Why is my neighbor’s house assessed differently than mine?

Property owners often question why apparently similar nearby properties sometimes have significantly different assessments.

Aros said those deviations often have to do with factors that can’t be seen from the outside, such as the internal conditions of a property or permits obtained by its owner. It’s also possible that unlicensed improvements result in inaccurate assessments.

But Aros said that if owners are confident their valuations are too high compared with their neighbors’, they should appeal their assessments with the Board of Revision of Taxes. The deadline to file an appeal is Oct. 3.

» READ MORE: How to appeal your property assessment in Philadelphia

Overall, Aros said that the reassessment has passed muster with statistical tests of its accuracy, and that he believes it is an improvement over the values assigned three years ago.

“With this reassessment, we’ve analyzed several new years’ worth of sales from the last reassessment, and we would expect that these reassessments better reflect current market conditions,” he said. “That would be both from changes in the market and corrections from any values that were not as accurate as they could have been at the time, or that have gotten less accurate since the last reassessment.”

What is the CAMA system?

OPA this year implemented for the first time a Computer-Assisted Mass Appraisal, or CAMA, system.
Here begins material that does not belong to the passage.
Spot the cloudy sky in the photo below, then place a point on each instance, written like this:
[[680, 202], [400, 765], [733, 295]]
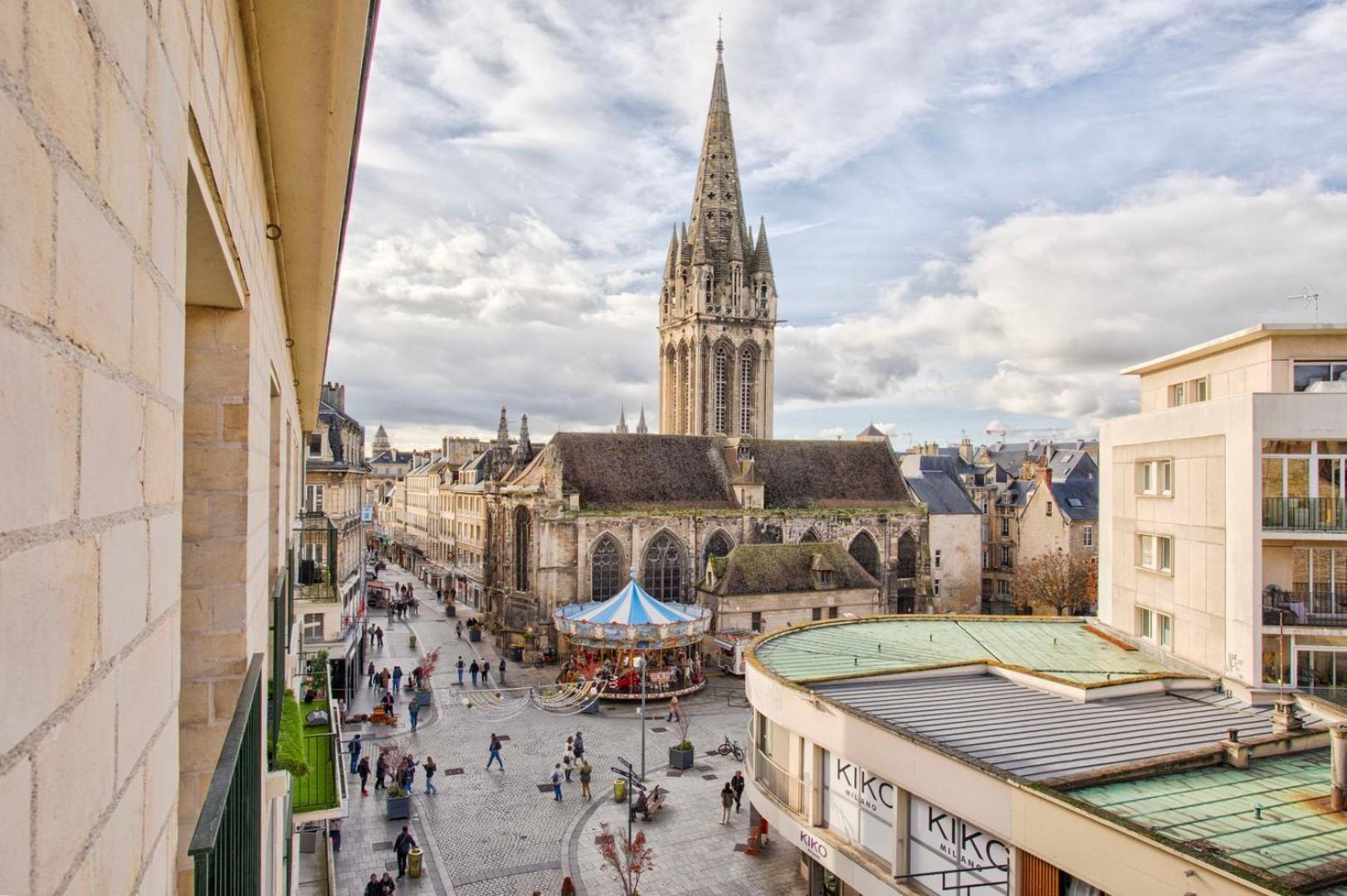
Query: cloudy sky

It’s a major step in the right direction for OPA, and won praise in a recent review of the office by the International Association of Assessment Officers.

But implementing the new system has been rocky, and Aros said there still may be problems that need to be worked out. The city has said that the reasons assessments have been frozen for three years are limitations caused by the coronavirus pandemic and delays involved with launching the system.

“It does take a little bit of time for everybody to get familiar and understand how [the software] works,” Aros said. “So that is a multiyear process, and there is additional functionality that we as a city haven’t used before.”